He goes on to say that although Bob is still the first person in the office in the wee hours of the morning and often the last to leave, he realises that that’s a situation that won’t go on indefinitely.

Milan’s wife Angela carries out the role of office manager, continuing the long-held tradition of it being a family affair.

Milan told DOW that as a lad back in the 1970s, he was just itching to slip in behind the wheel of one of the company trucks, an ambition that was realised in when he gained his HT licence in 1983.

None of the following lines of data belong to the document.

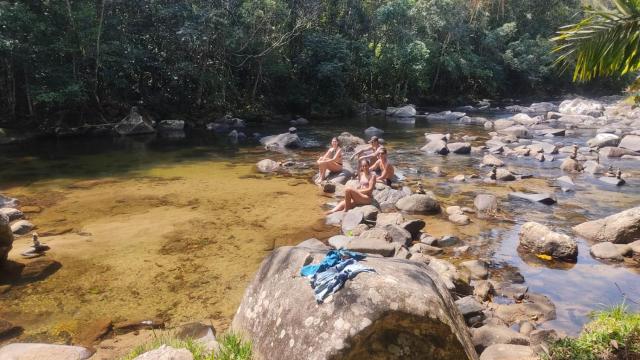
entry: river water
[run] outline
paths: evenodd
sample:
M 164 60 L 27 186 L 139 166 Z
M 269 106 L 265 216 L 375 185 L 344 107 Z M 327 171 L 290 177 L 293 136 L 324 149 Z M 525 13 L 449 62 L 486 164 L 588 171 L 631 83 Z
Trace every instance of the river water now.
M 486 114 L 485 114 L 486 116 Z M 504 117 L 507 114 L 490 114 Z M 561 160 L 508 159 L 512 170 L 532 179 L 488 185 L 453 183 L 458 174 L 484 175 L 480 155 L 425 155 L 425 132 L 489 138 L 477 125 L 364 119 L 313 121 L 299 128 L 309 146 L 279 154 L 257 142 L 233 146 L 225 136 L 187 133 L 162 137 L 60 139 L 0 148 L 0 192 L 35 205 L 28 218 L 44 233 L 49 257 L 62 268 L 49 278 L 13 286 L 0 294 L 0 318 L 25 328 L 22 339 L 71 341 L 87 324 L 105 317 L 133 320 L 162 317 L 169 324 L 211 322 L 224 329 L 260 261 L 274 247 L 338 233 L 323 223 L 323 205 L 332 201 L 310 182 L 311 164 L 329 139 L 342 131 L 364 136 L 374 125 L 385 130 L 390 159 L 407 177 L 420 181 L 443 205 L 471 206 L 476 194 L 496 194 L 513 222 L 474 220 L 458 227 L 442 215 L 427 216 L 425 231 L 458 235 L 471 246 L 465 259 L 491 263 L 492 277 L 519 272 L 530 291 L 549 296 L 557 320 L 547 323 L 576 334 L 590 311 L 625 302 L 638 309 L 637 263 L 604 264 L 579 242 L 576 264 L 558 264 L 520 254 L 518 230 L 537 221 L 571 235 L 571 226 L 640 204 L 640 162 L 617 160 L 627 184 L 612 187 L 576 175 L 577 191 L 562 193 L 553 179 Z M 285 124 L 256 125 L 247 133 L 284 132 Z M 595 131 L 554 138 L 583 145 Z M 263 158 L 295 160 L 310 168 L 295 174 L 262 175 Z M 436 176 L 439 166 L 447 175 Z M 552 206 L 509 200 L 516 191 L 553 192 Z M 18 238 L 10 258 L 19 259 L 28 237 Z M 462 258 L 447 254 L 452 262 Z

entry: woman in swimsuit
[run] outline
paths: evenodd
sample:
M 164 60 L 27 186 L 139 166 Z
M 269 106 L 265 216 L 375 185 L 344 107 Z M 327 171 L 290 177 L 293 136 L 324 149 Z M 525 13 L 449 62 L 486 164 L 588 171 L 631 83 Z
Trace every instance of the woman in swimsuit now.
M 344 200 L 338 206 L 327 211 L 329 215 L 341 210 L 349 211 L 357 205 L 369 205 L 373 199 L 373 189 L 376 187 L 376 174 L 369 171 L 369 163 L 366 160 L 360 161 L 358 189 L 347 188 L 344 191 Z
M 380 149 L 377 151 L 377 157 L 378 160 L 373 165 L 371 165 L 369 171 L 380 170 L 378 181 L 391 186 L 391 178 L 393 177 L 393 174 L 395 174 L 395 169 L 387 159 L 387 149 L 384 147 L 380 147 Z
M 342 149 L 338 146 L 338 138 L 331 139 L 331 147 L 318 159 L 320 180 L 324 181 L 327 170 L 330 173 L 342 171 Z
M 377 136 L 372 136 L 371 139 L 369 140 L 369 144 L 370 146 L 368 148 L 361 149 L 360 151 L 357 151 L 353 155 L 351 155 L 351 159 L 353 160 L 354 158 L 357 157 L 359 162 L 360 160 L 369 161 L 369 159 L 375 158 L 378 150 L 380 150 L 380 147 L 381 147 L 380 139 L 378 139 Z M 362 153 L 366 153 L 366 154 L 361 155 Z

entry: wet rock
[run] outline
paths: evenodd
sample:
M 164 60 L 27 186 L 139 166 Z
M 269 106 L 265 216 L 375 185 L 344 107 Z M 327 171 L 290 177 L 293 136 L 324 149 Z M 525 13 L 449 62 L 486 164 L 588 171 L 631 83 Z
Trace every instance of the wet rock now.
M 534 147 L 534 146 L 537 148 L 540 148 L 542 152 L 549 155 L 555 155 L 558 153 L 558 150 L 559 150 L 557 145 L 549 144 L 543 141 L 534 141 L 533 143 L 531 143 L 530 147 Z
M 34 228 L 35 225 L 27 220 L 18 220 L 11 224 L 11 231 L 16 235 L 25 235 Z
M 414 220 L 405 221 L 404 223 L 400 224 L 400 226 L 403 229 L 407 230 L 409 234 L 411 234 L 412 239 L 419 239 L 420 231 L 424 229 L 424 227 L 426 226 L 426 223 L 424 222 L 424 220 L 414 219 Z
M 436 154 L 436 155 L 447 155 L 449 153 L 449 148 L 447 147 L 447 143 L 442 140 L 434 140 L 427 143 L 427 145 L 420 148 L 421 151 L 424 151 L 427 154 Z
M 9 218 L 0 214 L 0 268 L 7 261 L 9 251 L 13 248 L 13 231 L 9 226 Z
M 358 208 L 347 211 L 342 219 L 342 233 L 348 234 L 349 231 L 355 229 L 362 222 L 364 215 Z
M 438 244 L 438 239 L 429 234 L 422 233 L 420 235 L 420 242 L 423 244 L 435 246 Z
M 560 186 L 560 189 L 562 189 L 562 191 L 564 192 L 576 190 L 576 184 L 574 184 L 573 180 L 568 176 L 561 176 L 556 179 L 556 182 L 558 183 L 558 186 Z
M 396 347 L 407 358 L 476 358 L 451 296 L 424 264 L 370 257 L 376 273 L 359 274 L 318 306 L 298 275 L 309 256 L 324 253 L 274 250 L 247 288 L 232 329 L 252 340 L 256 358 L 389 358 Z
M 298 134 L 290 132 L 265 136 L 260 139 L 260 143 L 267 150 L 297 149 L 302 147 L 302 140 L 300 140 Z
M 493 295 L 493 285 L 487 280 L 476 281 L 473 286 L 473 296 L 480 301 L 487 301 Z
M 452 182 L 454 183 L 461 183 L 465 181 L 465 177 L 464 175 L 460 174 L 460 175 L 456 175 L 453 177 L 453 179 L 451 179 Z
M 396 190 L 392 188 L 385 188 L 384 190 L 374 190 L 373 198 L 376 204 L 379 205 L 382 210 L 389 210 L 395 207 L 395 204 L 402 198 L 408 196 L 408 194 L 402 190 Z
M 366 128 L 366 129 L 364 130 L 364 134 L 365 134 L 367 137 L 372 137 L 372 136 L 378 136 L 378 137 L 380 137 L 380 136 L 382 136 L 382 134 L 384 134 L 384 130 L 382 130 L 382 129 L 378 129 L 378 128 L 377 128 L 377 127 L 375 127 L 375 126 L 370 126 L 370 127 Z
M 484 307 L 473 296 L 465 296 L 456 300 L 456 306 L 460 310 L 460 314 L 464 316 L 466 320 L 476 315 L 482 314 Z
M 576 160 L 566 158 L 564 159 L 564 161 L 562 161 L 562 164 L 560 164 L 560 169 L 569 173 L 577 173 L 582 171 L 582 166 Z
M 589 241 L 627 244 L 640 238 L 640 207 L 631 208 L 606 218 L 587 221 L 573 231 Z
M 449 152 L 452 152 L 454 154 L 470 154 L 471 144 L 463 142 L 448 143 L 447 149 L 449 150 Z
M 622 178 L 618 179 L 617 177 L 612 176 L 602 176 L 598 180 L 605 184 L 613 185 L 613 186 L 622 186 L 626 184 L 626 181 Z
M 440 133 L 424 133 L 424 137 L 427 140 L 427 143 L 430 143 L 432 141 L 444 141 L 444 142 L 448 142 L 449 141 L 449 137 L 451 135 L 449 134 L 440 134 Z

Although he drove trucks and operated machinery in the family business for a number of years, it wasn’t until he returned from Ireland, where he was playing and coaching rugby between 1998 and 2001, that he had any ambitions of operating his own truck which was the beginning of Yelavich Transport Ltd.

Whereas Yelavich Bros was traditionally a road metal supply operation, Milan could see opportunities for the firm to branch out into cartage of general freight and produce.

That vision has led Yelavich Transport to the point that it currently has a 50/50 split in its fleet between curtain-sider units and tipper-bodied rigs.

Bob and his older brother George are the only surviving members of the original Yelavich Bros business partnership, with Bob being the only brother still in the business, so it was in 2006 that he and son Milan formed a new partnership, growing Yelavich Transport to what it is today.

Monday, 15 February, 2016 marked an auspicious occasion for Yelavich Transport when it took delivery of a brand-spanking new 460HP Isuzu six-wheeler it had bought from Robertson Isuzu in Palmerston North.

The truck was going to be put to work the very next day pulling a four-axle trailer with a tipper body and Milan was booked to do the driving.

Bob said he wanted to put it on its first job into Waikumete that only required a truck minus the trailer but Milan had other ideas of giving it a bloody good workout fully loaded – four-axle trailer and all.

I wasn’t able to stick around long enough to find out whether it was Bob or Milan who won the day.